Large landslides of clay-rich materials have been observed to move for periods of days, months, or years at slow, relatively steady rates, without abrupt accelerations or catastrophic movements despite pore pressure fluctuations. Various mechanisms have been invoked to explain these mysterious observations. These include viscous or rate-dependent shear strength, plastic internal deformation, dilation, and forced circulation of pore water as the landslide deforms over asperities in the slip surface. Viscous models treat landslide movement as slow viscous flow, contrary to abundant observations that clay-rich landslides move mainly by sliding. The rate-dependent component of shear strength at slow rates of movement is weak. Plastic internal deformation of a landslide is not inherently rate dependent. Whether dilation attendant to internal deformation induces pore pressure gradients sufficient to regulate movement is unknown, as are the effects of clay intrusion.
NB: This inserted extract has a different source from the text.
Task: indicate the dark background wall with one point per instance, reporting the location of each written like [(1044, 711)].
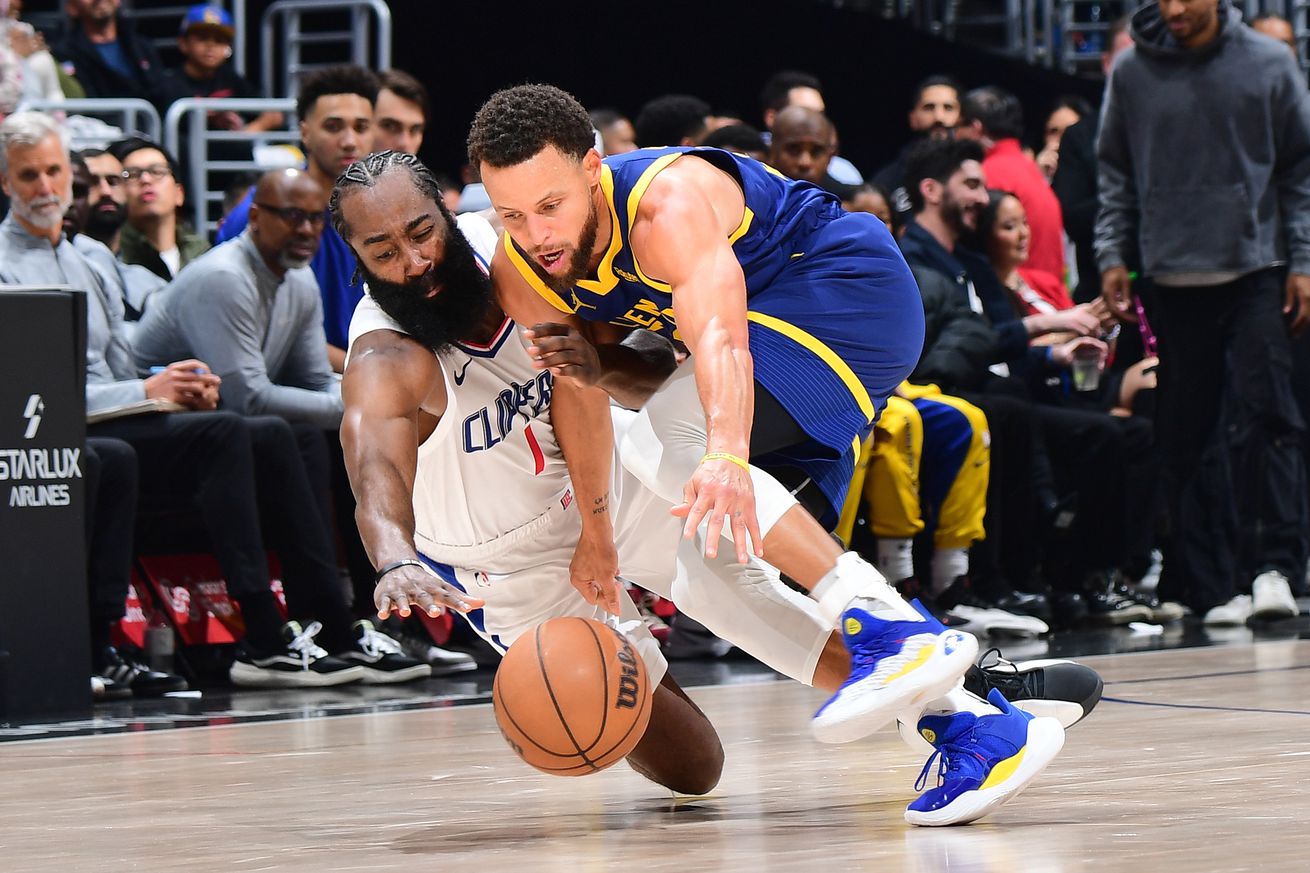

Experiments by others have documented shear-induced dilation, with attendant suctions and temporary strengthening of deforming sediments. Stick-slip or start-stop movement has typically been observed in controlled-stress experiments. Sustained, persistent movement over days to years requires continuous regeneration (by reconsolidation) of the finite capacity of landslide material to dilate. In landslides that appear to move continuously, at least three possibilities exist: (1) stick-slip movement occurs at finer time scales (daily – subhourly) than typical measurements, (2) continual shifting of the shear zone occurs as small segments temporarily lock due to dilation and increased effective stress, (3) slip-surface asperities force alternating dilation and contraction. Stick-slip movement on daily to sub-hourly timescales is consistent with observed ranges of shear zone thickness and diffusivity. Shifting of shear zones occurs in many large slides, although the surface traces of lateral shear zones are commonly stationary through meters of displacement. Deformation and pore pressure gradients associated with slip-surface asperities might be difficult to observe instrumentally. Nevertheless, these possibilities suggest directions for future research on this topic.